Freud’s God

God is a projection of the human father. As Sigmund Freud explains, God does not exist because he is just our conceptual longing for a heavenly father. He is an imaginary being we wish were there, to protect us the way our earthly father did when we were children. God is like a father for childish adults, so to speak.

Freud

When a growing individual finds out he is destined to remain a child forever, that he will never live without protection against strange superior powers, he lends these powers the characteristics of the father figure; he creates to himself the gods he fears, he tries to propitiate, and to whom, nonetheless, he trusts his own protection… A personal God is, psychologically, nothing more than an exalted father.[1]

Freud’s view makes a lot of sense, if you think about it. We are indeed born as helpless infants, who need the care of our parents to survive. We do long for security and protection against the threats of nature and society. We do miss the intimate bond we had with our parents when we were little enough to depend on them. And a personal, almighty God fits the recipe to satisfy these longings. He would be a perfect source of care, protection, and intimacy.

Yet regardless of how compelling Freud’s perspective is, in my view it does not add any data to the debate about God’s existence. It presupposes the very thing it tries to prove; it is an illuminating argument explaining the psychology of belief if we assume that God is a false idea, and try to explain how people come to believe in him anyway. Freud does not address the concrete existence of God, as a living being out there. God’s inexistence is presupposed.

But this limitation does not demerit the argument. It is still offers a compelling psychology of belief. Indeed, the problem is that it is too compelling; it backfires. If only we flip the coin, the argument illuminates how people who have a negative view of their earthly father come to wish God did not exist. Their abusive or absent father lead them to conceive God as an omnipotent bully, as a towering figure who is going to reject and abandon them, and so they reject God for it. A father maximized into eternity would be a frightening nightmare; they wish in their guts he did not exist.

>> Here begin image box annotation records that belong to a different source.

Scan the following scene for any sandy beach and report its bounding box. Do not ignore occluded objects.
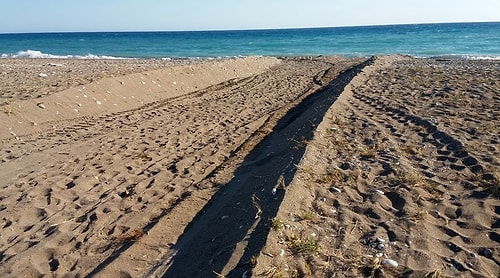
[0,56,500,277]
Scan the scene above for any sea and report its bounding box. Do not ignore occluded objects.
[0,22,500,60]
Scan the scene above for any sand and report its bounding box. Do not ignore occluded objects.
[0,56,500,277]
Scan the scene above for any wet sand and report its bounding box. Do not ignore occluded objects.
[0,56,500,277]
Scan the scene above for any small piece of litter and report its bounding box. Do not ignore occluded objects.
[381,259,399,267]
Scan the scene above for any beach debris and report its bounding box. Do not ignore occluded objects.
[252,194,262,219]
[380,259,399,267]
[330,186,342,193]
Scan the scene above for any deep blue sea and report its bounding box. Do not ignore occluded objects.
[0,22,500,59]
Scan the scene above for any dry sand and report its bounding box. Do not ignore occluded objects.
[0,56,500,277]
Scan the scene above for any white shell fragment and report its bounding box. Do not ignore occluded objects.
[381,259,399,267]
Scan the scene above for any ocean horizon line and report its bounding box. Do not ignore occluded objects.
[0,20,500,35]
[0,22,500,60]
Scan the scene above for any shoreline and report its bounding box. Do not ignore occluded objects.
[0,55,500,277]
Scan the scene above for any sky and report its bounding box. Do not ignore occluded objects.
[0,0,500,33]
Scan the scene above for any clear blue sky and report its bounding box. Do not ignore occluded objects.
[0,0,500,33]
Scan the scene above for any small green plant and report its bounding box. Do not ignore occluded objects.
[424,270,446,278]
[290,237,319,254]
[271,218,285,231]
[299,211,314,221]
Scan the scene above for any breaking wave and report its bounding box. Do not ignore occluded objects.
[0,49,128,59]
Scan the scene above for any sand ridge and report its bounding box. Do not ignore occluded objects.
[0,57,278,139]
[0,55,368,276]
[0,56,500,277]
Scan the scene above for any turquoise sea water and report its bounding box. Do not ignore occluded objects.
[0,22,500,59]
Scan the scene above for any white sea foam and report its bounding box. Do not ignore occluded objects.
[0,49,128,59]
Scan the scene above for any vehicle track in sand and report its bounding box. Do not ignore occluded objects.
[0,55,364,277]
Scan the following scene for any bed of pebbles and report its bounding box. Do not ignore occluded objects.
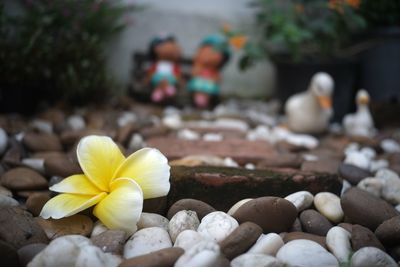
[0,100,400,267]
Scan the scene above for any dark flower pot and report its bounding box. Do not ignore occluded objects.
[276,60,357,121]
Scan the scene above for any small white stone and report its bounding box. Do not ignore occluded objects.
[326,226,351,263]
[247,233,285,256]
[174,230,203,250]
[227,198,252,216]
[137,212,169,231]
[168,210,200,242]
[231,253,285,267]
[0,194,19,208]
[285,191,314,212]
[197,211,239,243]
[314,192,344,223]
[124,227,172,259]
[174,241,221,267]
[350,247,399,267]
[276,239,339,267]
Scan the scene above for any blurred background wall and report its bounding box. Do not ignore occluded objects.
[108,0,274,98]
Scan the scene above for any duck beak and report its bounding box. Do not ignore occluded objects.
[317,96,332,109]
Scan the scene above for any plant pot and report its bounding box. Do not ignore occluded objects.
[276,60,357,122]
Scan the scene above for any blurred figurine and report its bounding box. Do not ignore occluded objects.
[285,72,334,134]
[188,35,231,108]
[147,35,181,103]
[343,89,376,137]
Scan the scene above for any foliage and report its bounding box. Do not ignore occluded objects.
[241,0,366,66]
[0,0,133,104]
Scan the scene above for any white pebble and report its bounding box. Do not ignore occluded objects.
[285,191,314,212]
[247,233,285,256]
[197,211,239,243]
[168,210,200,242]
[124,227,172,259]
[326,226,351,263]
[314,192,344,223]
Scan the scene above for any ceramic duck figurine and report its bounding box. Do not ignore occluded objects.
[285,72,334,134]
[343,89,376,137]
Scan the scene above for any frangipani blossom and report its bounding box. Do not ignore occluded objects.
[40,135,170,233]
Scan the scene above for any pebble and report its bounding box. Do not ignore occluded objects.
[35,214,93,239]
[197,211,239,243]
[124,227,172,259]
[90,230,127,255]
[375,215,400,246]
[174,230,204,251]
[227,198,252,216]
[118,248,184,267]
[314,192,344,223]
[167,198,215,220]
[220,222,262,260]
[231,253,285,267]
[247,233,285,256]
[0,194,19,208]
[233,197,297,233]
[341,187,399,231]
[0,207,48,249]
[285,191,314,212]
[276,239,339,267]
[1,167,48,190]
[326,226,352,263]
[168,210,200,242]
[350,247,399,267]
[137,212,169,231]
[174,241,221,267]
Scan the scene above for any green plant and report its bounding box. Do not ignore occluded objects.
[0,0,133,104]
[242,0,366,66]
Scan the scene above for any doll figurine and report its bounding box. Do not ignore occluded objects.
[147,35,181,103]
[188,35,231,108]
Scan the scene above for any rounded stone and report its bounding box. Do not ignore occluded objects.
[375,215,400,246]
[220,222,262,260]
[300,209,333,236]
[168,210,200,242]
[231,253,285,267]
[197,211,239,243]
[314,192,344,223]
[247,233,285,256]
[285,191,314,212]
[1,167,48,190]
[338,163,373,185]
[351,224,385,251]
[118,247,184,267]
[233,197,297,233]
[341,187,399,231]
[276,239,339,267]
[167,198,215,220]
[123,227,172,259]
[350,247,398,267]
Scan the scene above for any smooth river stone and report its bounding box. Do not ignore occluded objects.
[341,187,399,231]
[197,211,239,243]
[314,192,344,223]
[326,226,352,263]
[233,197,297,233]
[285,191,314,212]
[124,227,172,259]
[231,253,285,267]
[168,210,200,242]
[247,233,285,256]
[276,239,339,267]
[350,247,399,267]
[220,222,262,260]
[300,209,333,236]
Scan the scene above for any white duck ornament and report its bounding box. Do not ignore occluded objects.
[343,89,376,137]
[285,72,334,134]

Indeed many of the major atheists of history experienced their fathers’ death at early age or had a terrible relationship with their father. Friedrich Nietzsche’s close, loving father died when he was 5. Hume’s father passed away when he was 2; Bertrand Russell’s when he was 4; Camus’ when he was 1; Richard Carlyle’s when he was 4; Robert Taylor when he was 7; Jean-Paul Sartre’s when he had 15 months. Voltaire had an antagonistic relationship with his father; Albert Ellis felt profound neglect and abandonment; Madalyn Murray O’Hair tried to murder her father with a butcher knife; Freud himself despised his father as weak, unable to provide for the family and as a sexual deviant. Samuel Butler considered his parents “brutal and stupid by nature,” recording about his father that “He never liked me, nor I him; from my earliest recollections I can call to mind no time when I did not fear him and dislike him…. I have never passed a day without thinking of him many times over as the man who was sure to be against me.”[2] No wonder these experiences of abandonment and antagonism influenced even great thinkers to consider God as an enemy to be fought against.

Bottom line: our earthly father affects how we view our heavenly Father. A caring God makes sense if we had a caring father. A benevolent Father is emotionally difficult to conceive when our experiences of fatherhood are negative right at the time when we were most fragile. Mature, thoughtful belief or unbelief in God requires us to acknowledge our past experiences. So, if we had a loving dad, may this not lead us to an unexamined, naïve belief in God. On the other hand, if we did not have a father or had a bad one, may we learn to forgive him, to grow established past him, to look at life as a generous gift rather than as an universe against us, and maybe to be open to meet the living God afresh.

René Breuel


[1] Sigmund Freud, O Futuro de Uma Ilusão [The Future of an Illusion], trans. José O. de Aguiar Abreu (Rio de Janeiro: Imago, 1969), 39.

[2] Clara G. Stillman, Samuel Butler: A Mid-Victorian Modern (London: Martin Secke, 1932).

2 responses to “Freud’s God

  1. All religions with NO exceptions are projections of the collective tribalistic ego. The tribalistic ego may only be a handful of people or billions as in the case of global Christian-ism.

    The creator-god idea is of course a projection of mommy and daddy. The good-luck “God” that protects us, punishes us when we are naughty, and rewards us when we are “good”. The Santa Claus “God” also rewards us with the goodies of life if we say the right prayers – or write a letter to Santa in the case of children.

    Meanwhile, every body inevitably disintegrates and dies. And we are “reborn” again and again in never-ending cycles, into exactly the same fear-saturated situation, until we Wake Up.